Bedouin teens develop Moovit-like app for school kids in Negev villages - Maccabee Task Force

Over a dozen youths complete five-week tech program for Bedouin community, backed by MIT, Ben-Gurion University.

A “Bedouin Moovit” bus app, a nanodevice for tracking plant health, and a smart bracelet that helps those with vision impairments avoid obstacles were among the final projects developed this summer by a group of Bedouin teenagers in the Negev region as part of a new tech training program specifically for Bedouin youth.

Over a dozen Bedouin teens were selected for the five-week boot camp, dubbed “Digital Tent,” a collaboration between the Massachusetts Institute of Technology, Ben-Gurion University of the Negev, and Siraj, a non-profit organization dedicated to integrating members of the Bedouin community into Israel’s celebrated high-tech sector with its coveted high salaries.

The local tech industry is made up mostly of secular, Jewish men who served in the Israeli army, while women and members of ultra-Orthodox and Arab communities are severely under-represented. Israel’s Bedouin population numbers around 200,000 and is part of Israel’s Arab minority, itself about 20% of the whole population, but just around 3.5% of the tech workforce.

A minority within a minority, Bedouin communities are among the most disadvantaged groups in the country, and suffer from a chronic lack of infrastructure like water systems, electricity grids, and roads, have inadequate access to quality education and healthcare, and often rank low on socio-economic scales among Israeli localities. Most live in the Negev area in a mix of towns and villages, some of them unrecognized by the state. A scathing State Comptroller report released last year said Bedouin communities in the south live with a shocking lack of services and governance and blamed the state, in part.

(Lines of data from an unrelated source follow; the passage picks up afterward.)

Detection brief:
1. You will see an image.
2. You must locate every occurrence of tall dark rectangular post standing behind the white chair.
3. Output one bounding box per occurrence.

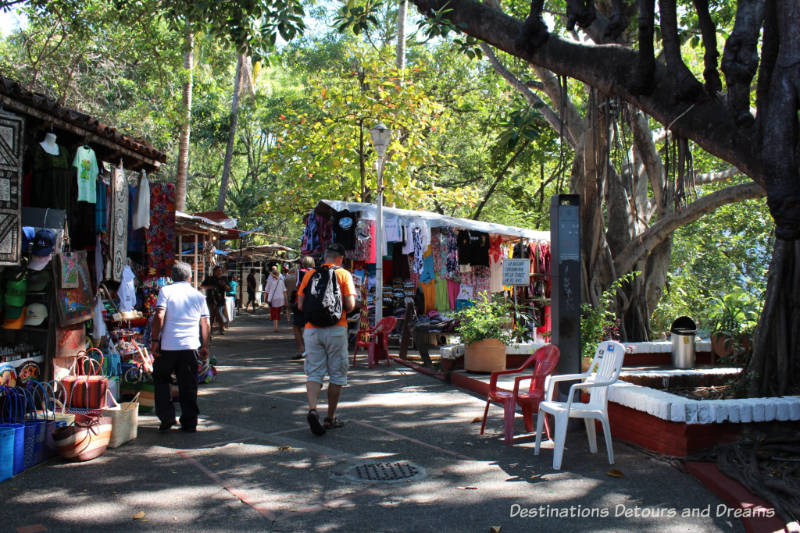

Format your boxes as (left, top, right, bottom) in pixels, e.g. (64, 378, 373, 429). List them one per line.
(550, 194, 581, 398)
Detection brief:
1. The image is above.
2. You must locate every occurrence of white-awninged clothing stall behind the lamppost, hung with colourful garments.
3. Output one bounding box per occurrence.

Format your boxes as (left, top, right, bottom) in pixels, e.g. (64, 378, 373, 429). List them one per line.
(301, 200, 550, 350)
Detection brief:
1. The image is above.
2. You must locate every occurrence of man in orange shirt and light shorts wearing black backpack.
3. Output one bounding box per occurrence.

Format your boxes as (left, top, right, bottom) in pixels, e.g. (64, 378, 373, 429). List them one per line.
(297, 243, 356, 435)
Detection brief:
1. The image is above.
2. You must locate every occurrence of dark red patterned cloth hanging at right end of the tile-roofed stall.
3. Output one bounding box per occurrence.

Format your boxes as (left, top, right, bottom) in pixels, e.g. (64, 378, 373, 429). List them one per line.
(146, 183, 175, 278)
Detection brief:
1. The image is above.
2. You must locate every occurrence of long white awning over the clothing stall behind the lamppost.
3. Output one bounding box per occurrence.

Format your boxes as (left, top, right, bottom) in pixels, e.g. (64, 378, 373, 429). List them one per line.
(316, 200, 550, 242)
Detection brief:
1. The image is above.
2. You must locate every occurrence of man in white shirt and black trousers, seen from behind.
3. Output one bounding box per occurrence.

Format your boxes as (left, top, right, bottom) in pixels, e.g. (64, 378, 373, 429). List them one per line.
(150, 263, 211, 433)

Siraj (“a source of light” in Arabic) was founded in 2017 by Israeli entrepreneurs and academics to expose Bedouin teens and youths to advanced technologies and spark their interest in fields like programming and software development. The organization has since launched Siraj Technologies, a sister company that offers solutions in the Internet of Things (IoT) space and provides job opportunities to Bedouin university graduates.